## Statistical Traversals

DSE Version: 6.0

Video

WIth a statistical traversal, we move around the graph and collect statistics about the structure or properties in some way. We are computing aggregates or some kind of analysis that will summarize what is in the graph. In this unit, you will learn about statistical traversals.

Transcript:

Hey everyone, I'm Denise gosnell these are statistical traversals.

In a statistical traversal, we are going to move around the graph and collect statistics about the structure or properties in some way. We are computing aggregates or some kind of analysis that will summarize what is in the graph. So, instead of returning a subgraph or a collection of vertices or edges, what the statistical traversal is doing is probably returning a scalar or collection of numbers that describe the statistics in the graph.

You can see in this example that we are counting the different colors of the vertices. One is green, two are orange, and 4 of the vertices are that dark teal.  This could be the result of a real statistical traversal.

Of course, any new traversal type will give us some new steps. Let’s look at the steps for doing simple aggregates. We have count, sum, mean, min, and max. And all of those things do about what you would expect them to do. They will count things, calculate an average, find the minimum or find the maximum.

Now for each one, we can optionally give them a scope. By default that scope is goign to be global. But, we can also ask for it to be local. The deafult global scope will apply the aggregation to the entire stream. The local scope will apply the aggregation to each collection type object in the traversal stream.

You may want to provide an aggregation function of your own where none of the triial mean, min, max things fit the build. For this, there is fold.

Now, you can call fold and you can give it an intial value, and then a function that will be applied on all of the objects in a traversal stream.

Fold is best explained in an example, that is coming up in a little bit. There is also an inverse of fold called unfold. Now, an aggregation like sum, there is no way that you can un-sum numbers, but potentially -- we are able to unfold after we have folded.
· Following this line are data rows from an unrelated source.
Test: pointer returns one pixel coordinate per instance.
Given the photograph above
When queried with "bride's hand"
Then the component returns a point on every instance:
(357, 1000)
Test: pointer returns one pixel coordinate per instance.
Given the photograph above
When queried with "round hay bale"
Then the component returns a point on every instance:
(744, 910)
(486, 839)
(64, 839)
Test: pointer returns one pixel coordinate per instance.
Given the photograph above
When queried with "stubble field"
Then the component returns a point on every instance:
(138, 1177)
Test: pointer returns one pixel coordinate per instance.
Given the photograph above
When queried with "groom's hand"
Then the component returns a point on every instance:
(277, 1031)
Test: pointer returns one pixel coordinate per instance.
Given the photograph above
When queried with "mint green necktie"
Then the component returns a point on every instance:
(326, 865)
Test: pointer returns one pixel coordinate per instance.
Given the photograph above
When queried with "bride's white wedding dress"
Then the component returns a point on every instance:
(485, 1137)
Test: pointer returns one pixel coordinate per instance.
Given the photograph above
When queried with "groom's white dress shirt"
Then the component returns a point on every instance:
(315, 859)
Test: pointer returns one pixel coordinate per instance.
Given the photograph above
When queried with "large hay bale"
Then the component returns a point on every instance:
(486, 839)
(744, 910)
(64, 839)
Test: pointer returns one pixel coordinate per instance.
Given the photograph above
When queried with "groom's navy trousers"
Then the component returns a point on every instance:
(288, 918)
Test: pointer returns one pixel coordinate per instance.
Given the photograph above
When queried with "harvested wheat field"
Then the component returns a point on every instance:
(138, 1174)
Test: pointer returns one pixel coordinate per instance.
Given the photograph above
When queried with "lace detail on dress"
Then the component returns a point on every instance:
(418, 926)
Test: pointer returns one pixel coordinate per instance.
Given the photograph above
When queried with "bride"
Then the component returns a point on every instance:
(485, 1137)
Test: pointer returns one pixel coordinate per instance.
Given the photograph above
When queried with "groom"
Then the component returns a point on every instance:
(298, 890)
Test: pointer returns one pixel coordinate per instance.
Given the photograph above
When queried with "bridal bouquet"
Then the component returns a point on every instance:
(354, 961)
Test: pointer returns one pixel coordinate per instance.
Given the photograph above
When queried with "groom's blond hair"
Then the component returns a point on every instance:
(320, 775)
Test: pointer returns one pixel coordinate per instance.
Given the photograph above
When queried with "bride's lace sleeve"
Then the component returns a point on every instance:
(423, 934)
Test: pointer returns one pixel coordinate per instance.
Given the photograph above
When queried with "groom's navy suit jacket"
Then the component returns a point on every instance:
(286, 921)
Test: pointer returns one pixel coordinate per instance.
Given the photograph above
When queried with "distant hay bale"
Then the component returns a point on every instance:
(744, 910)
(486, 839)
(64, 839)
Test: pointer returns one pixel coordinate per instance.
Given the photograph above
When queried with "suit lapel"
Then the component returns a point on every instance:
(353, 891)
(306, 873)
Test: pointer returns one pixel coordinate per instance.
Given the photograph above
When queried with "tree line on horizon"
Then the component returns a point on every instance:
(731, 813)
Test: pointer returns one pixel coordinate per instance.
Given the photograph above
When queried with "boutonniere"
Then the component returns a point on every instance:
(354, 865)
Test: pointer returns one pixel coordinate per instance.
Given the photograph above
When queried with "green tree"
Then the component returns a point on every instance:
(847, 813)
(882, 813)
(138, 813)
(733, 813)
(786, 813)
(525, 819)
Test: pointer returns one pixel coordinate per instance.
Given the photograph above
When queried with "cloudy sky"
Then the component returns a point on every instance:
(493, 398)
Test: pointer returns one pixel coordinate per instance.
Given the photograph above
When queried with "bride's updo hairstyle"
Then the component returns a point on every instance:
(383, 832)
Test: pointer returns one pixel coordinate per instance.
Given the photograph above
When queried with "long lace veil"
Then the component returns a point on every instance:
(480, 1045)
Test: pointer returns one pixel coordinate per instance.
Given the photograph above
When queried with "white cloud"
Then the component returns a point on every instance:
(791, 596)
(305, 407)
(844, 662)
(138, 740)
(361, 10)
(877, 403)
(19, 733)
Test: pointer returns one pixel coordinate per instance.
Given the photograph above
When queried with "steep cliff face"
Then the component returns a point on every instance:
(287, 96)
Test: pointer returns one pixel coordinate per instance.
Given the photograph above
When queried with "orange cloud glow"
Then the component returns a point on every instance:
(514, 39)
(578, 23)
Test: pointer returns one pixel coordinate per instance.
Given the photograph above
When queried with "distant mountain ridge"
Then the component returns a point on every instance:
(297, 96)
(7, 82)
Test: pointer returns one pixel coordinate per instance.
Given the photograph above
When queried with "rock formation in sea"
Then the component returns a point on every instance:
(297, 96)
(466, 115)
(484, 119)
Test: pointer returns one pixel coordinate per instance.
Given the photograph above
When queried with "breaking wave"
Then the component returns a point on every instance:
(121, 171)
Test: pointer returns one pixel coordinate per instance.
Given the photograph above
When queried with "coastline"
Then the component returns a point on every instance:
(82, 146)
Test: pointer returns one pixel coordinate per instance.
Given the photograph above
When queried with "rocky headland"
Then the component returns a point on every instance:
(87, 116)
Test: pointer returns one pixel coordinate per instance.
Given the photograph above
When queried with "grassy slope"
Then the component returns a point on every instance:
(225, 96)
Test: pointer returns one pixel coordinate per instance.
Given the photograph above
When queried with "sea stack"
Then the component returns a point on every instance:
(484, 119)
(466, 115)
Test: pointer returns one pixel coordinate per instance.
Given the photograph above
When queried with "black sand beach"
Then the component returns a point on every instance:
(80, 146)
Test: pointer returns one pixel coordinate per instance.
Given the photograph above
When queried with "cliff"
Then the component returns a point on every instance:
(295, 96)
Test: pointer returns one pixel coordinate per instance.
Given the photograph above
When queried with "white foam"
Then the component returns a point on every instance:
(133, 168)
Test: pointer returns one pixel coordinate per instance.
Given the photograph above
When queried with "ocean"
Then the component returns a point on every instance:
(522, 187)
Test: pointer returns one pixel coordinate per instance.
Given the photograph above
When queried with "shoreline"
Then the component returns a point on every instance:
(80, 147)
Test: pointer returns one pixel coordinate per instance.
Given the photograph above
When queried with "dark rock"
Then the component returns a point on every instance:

When we are aggregating, it is pretty common for us to also group. Group basically creates a map of objects that organizes from the traversal stream into groups, based on some known characteristic of those objects coming in. Now, we can name the group -- that is the optional map label, if we want to be able to refer to the map later on. But, much more importantly, is the modulator by. We are usually grouping by some particular thing. We are grouping by age, or gender, or director, or something else. So, the typical use is group and then by with the category we want to group by.

Now, the by modular here is very important. Calling the by modulator once will indicate what we want to group on. For example age ,directores, etc. The second time you call the by modulator, you are indicating how you want to represent each object in the group. So, you may want to pick out some property in the object and use that property to represent the object in the map that group is creating.

Now, the distinction between those two calls to by is very important and an example will go a long way in making that make sense.

If the purpose of grouping is simply to count, then we want to use group count.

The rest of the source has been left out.